US Military Official Says No Final Decision on Niger Withdrawal

The US recently said it agreed to Niger's request to leave but a top US military official says the US is still trying to figure out a way to stay

A top US military official told The Associated Press that the US has still made no final decision on withdrawing from Niger despite the State Department saying it had agreed to the Nigerien government’s request to leave.

The official said the US also hasn’t decided to leave Chad, where the government is threatening to scrap the deal that justifies the US presence in the country.

“We are all trying to establish ourselves as the partner of choice,” said Joint Chiefs Vice Chairman Adm. Christopher Grady, the US’s second-highest ranking military officer.

“It’s up to us to establish why we think our partnership with them is important. We certainly want to be there. We want to help them, we want to empower them, we want to do things by, with and through (them),” Grady added.

US Deputy Secretary of State Kurt Campbell said last Friday that the US had agreed to Niger’s request for a withdrawal and that the US would begin discussions with Nigerien officials on how to carry it out.
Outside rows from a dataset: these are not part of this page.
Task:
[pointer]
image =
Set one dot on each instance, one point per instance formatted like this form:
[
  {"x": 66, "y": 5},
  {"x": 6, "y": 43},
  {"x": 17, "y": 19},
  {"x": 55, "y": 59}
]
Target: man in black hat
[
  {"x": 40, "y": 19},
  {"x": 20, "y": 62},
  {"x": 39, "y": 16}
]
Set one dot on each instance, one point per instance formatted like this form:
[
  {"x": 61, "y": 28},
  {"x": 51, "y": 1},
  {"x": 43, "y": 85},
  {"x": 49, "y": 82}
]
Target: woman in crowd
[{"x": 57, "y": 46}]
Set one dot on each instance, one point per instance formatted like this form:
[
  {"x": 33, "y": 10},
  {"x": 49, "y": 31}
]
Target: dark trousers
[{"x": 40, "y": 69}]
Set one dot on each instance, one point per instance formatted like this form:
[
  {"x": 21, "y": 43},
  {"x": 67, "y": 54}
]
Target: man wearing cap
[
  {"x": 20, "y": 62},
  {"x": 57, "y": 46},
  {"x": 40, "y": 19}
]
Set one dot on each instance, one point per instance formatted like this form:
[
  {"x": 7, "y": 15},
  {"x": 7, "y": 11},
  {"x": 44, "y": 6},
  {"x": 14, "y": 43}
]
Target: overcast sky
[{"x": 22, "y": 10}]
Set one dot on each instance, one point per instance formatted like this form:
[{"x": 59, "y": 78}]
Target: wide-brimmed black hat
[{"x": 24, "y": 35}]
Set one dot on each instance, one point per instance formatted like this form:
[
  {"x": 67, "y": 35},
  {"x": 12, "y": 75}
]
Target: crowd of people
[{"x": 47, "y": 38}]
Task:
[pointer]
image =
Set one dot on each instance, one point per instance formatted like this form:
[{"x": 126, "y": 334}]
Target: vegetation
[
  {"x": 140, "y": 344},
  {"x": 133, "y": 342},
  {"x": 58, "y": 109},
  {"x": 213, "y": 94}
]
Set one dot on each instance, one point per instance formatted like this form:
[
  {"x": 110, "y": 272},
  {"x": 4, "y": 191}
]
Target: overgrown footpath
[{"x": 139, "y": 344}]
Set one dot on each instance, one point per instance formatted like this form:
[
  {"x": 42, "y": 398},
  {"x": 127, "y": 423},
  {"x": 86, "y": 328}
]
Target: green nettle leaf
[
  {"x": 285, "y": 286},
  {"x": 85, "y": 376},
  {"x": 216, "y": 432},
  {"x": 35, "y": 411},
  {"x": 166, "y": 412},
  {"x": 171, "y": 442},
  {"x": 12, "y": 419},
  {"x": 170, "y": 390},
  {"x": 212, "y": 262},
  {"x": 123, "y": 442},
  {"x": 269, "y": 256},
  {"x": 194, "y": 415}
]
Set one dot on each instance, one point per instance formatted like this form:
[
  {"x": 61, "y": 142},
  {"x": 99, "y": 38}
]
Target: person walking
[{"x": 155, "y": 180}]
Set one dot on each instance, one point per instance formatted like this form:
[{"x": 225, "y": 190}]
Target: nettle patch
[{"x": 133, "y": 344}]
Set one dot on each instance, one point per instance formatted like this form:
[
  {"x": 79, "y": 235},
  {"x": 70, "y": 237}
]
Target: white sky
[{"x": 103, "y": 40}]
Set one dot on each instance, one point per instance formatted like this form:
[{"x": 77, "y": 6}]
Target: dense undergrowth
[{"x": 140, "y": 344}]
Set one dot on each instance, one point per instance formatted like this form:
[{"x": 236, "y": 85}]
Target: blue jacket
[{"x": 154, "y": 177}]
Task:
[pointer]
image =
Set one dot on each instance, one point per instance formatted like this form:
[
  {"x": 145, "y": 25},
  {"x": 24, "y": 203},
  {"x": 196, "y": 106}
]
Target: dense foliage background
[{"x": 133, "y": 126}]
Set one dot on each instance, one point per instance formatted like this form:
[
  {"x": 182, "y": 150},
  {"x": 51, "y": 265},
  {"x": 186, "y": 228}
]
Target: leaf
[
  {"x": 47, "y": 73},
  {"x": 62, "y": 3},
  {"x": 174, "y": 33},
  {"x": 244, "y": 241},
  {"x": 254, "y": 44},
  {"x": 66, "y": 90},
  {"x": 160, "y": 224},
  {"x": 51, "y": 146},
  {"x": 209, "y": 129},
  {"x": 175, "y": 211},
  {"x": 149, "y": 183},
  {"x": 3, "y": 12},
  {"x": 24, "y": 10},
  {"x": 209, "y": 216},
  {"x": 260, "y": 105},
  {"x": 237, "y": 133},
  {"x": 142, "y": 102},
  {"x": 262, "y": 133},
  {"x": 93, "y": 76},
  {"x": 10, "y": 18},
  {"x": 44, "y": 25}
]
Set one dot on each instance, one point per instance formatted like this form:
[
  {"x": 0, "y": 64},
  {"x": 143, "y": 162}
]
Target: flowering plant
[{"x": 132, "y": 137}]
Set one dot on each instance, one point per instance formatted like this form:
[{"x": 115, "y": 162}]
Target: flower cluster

But Grady claimed there were discussions ongoing on a potential new military agreement, although Niger has not shown any sign that it wants US forces to stay.

“There’s still negotiations underway,” Grady said. “I don’t believe there is a final decision on disposition of US forces there.”

The US has about 1,100 military personnel in Niger and a major drone base, known as Air Base 201, that cost over $100 million to build and serves as a hub for US operations in the region.

A senior Air Force leader recently blew the whistle on the situation for US troops in Niger in a letter to Congress, saying the US refusal to leave was putting US personnel in danger. The whistleblower also said that US officials were suppressing intelligence to maintain a “facade” of good relations between the US and Niger.

“It is clear that the country of Niger does not want a permanent military presence in the country and they have informed us that we need to leave. At the same time, there are approximately 1,100 US Military Service Members in the country who are essentially being held hostage from returning home to their families while the State Department continues with failed diplomacy by not communicating with the country of Niger on what their withdrawal plans will look like,” the whistleblower said.

Since the July 23 coup that ousted former Nigerien President Mohamed Bazoum, the new military-led government has expelled the French military and is increasing ties with Russia. Niger announced it was ending its military partnership with the US in March after US officials lectured their Nigerien counterparts about Niamey’s relationship with Moscow.